Onder de vele duizenden die zich bij de goudkoorts voegden en met hun eigen handen groeven, waren er enkelen die het rijk maakten maar niet 'buitengewoon rijk' konden worden genoemd. Veel meer verzamelden een behoorlijk bedrag voordat ze het (verstandig) inpakten en naar huis vertrokken. De grote meerderheid vond natuurlijk weinig, of verspilde anders hun winst.
Een niet-leverancier die wel erg rijk werd, was John C. Frémont , later om de eerste Republikeinse kandidaat voor president te worden, maar hij werd rijk toen aanzienlijke goudvoorraden op zijn eigendom werden ontdekt; voor zover ik kan nagaan, heeft hij zichzelf niet ontgonnen.
De andere (meer geldige gevallen in termen van mijnwerkers of goudzoekers) die hieronder worden vermeld, werden niet bijzonder rijk als gevolg van het graven met hun eigen handen, maar zijn het vermelden waard om de een of andere reden.
John Sullivan
John Sullivan, die $ 26.000 opgroef in de zomer van 1848, was een van de weinigen die het allebei rijk maakte en goed gebruik maakte van zijn nieuw gevonden rijkdom.
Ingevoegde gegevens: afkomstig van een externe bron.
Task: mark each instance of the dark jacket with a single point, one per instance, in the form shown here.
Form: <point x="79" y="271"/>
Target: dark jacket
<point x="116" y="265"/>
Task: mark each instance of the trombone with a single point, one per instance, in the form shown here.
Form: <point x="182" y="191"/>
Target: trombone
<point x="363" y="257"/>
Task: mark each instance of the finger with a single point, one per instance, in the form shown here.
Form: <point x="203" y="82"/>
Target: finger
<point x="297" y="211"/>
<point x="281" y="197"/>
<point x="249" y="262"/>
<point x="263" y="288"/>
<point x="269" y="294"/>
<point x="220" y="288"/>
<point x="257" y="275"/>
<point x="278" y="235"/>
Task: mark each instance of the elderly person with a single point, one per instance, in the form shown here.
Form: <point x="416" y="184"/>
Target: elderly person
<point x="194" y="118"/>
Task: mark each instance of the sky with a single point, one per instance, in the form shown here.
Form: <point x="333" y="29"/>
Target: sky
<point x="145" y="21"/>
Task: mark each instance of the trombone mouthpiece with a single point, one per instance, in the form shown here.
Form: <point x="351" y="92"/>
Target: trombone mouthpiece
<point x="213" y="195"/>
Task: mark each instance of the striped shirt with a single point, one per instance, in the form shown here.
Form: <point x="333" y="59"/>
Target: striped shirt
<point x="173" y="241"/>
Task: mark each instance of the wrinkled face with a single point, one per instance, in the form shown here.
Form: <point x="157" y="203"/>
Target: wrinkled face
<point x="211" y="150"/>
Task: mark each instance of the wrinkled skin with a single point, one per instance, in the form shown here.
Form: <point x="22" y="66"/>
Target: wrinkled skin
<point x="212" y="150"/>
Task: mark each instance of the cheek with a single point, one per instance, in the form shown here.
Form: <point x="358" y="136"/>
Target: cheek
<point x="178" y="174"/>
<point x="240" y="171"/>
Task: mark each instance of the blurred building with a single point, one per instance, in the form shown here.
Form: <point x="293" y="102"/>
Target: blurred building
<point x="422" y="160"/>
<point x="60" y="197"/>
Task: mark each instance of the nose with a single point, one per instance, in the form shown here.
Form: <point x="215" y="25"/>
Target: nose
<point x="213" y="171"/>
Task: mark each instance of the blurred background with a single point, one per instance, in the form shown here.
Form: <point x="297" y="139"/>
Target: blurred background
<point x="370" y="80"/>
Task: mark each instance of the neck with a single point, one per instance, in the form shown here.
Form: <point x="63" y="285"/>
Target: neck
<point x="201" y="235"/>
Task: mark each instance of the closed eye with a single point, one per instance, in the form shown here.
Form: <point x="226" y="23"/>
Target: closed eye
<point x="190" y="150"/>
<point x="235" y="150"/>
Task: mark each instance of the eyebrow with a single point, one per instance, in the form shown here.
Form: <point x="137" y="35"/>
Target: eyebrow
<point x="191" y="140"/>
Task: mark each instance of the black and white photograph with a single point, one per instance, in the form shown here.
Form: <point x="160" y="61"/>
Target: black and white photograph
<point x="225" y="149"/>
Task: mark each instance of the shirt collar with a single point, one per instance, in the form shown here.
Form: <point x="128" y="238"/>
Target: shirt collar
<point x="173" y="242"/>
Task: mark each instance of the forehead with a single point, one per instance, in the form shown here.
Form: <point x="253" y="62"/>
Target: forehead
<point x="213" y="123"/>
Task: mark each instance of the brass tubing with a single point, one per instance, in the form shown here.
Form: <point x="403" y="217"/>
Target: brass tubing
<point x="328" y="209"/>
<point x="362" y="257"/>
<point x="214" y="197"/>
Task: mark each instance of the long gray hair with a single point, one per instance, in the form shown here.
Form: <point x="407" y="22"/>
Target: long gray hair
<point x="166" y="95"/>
Sullivan was een van de weinigen die vind een echte "goudklomp" in wat bekend werd als Sullivan's Creek. De opbrengst van deze vondst werd gebruikt om veel van de opmerkelijke eigendommen van San Francisco te kopen en te ontwikkelen, waaronder het Palace Hotel, Holy Cross en Old St. Mary's kerken. Hij was ook de oprichter en eerste president van Hibernia Savings and Loan Society.
'Chino' Tirador
Mr. Tirador houdt misschien wel het record voor het verspillen van de grootste hoeveelheid goud in de kortste tijd. Chino
... groef 1,2 meter diep tot aan de grond en bracht de volgende zeven uur door met het oprapen van voldoende klompjes om een houten batea te vullen (een Mexicaanse gouden pan) zo vol dat hij het nauwelijks kon optillen.
Als hij het inderdaad 'nauwelijks kon optillen', had dit misschien meer dan 100 pond betekend. Tot nu toe, zo goed, maar om 22.00 uur diezelfde avond was het allemaal weg:
Hij betaalde twee pond goudstof voor een fles die half vol aguardiente was en ging toen rond in het kamp voor zilveren munten ... zodat hij kon gokken. Hij verkreeg deze door een ounce goud te betalen voor $ 2,50 in munt. Tegen tien uur die avond was hij stomdronken en platzak.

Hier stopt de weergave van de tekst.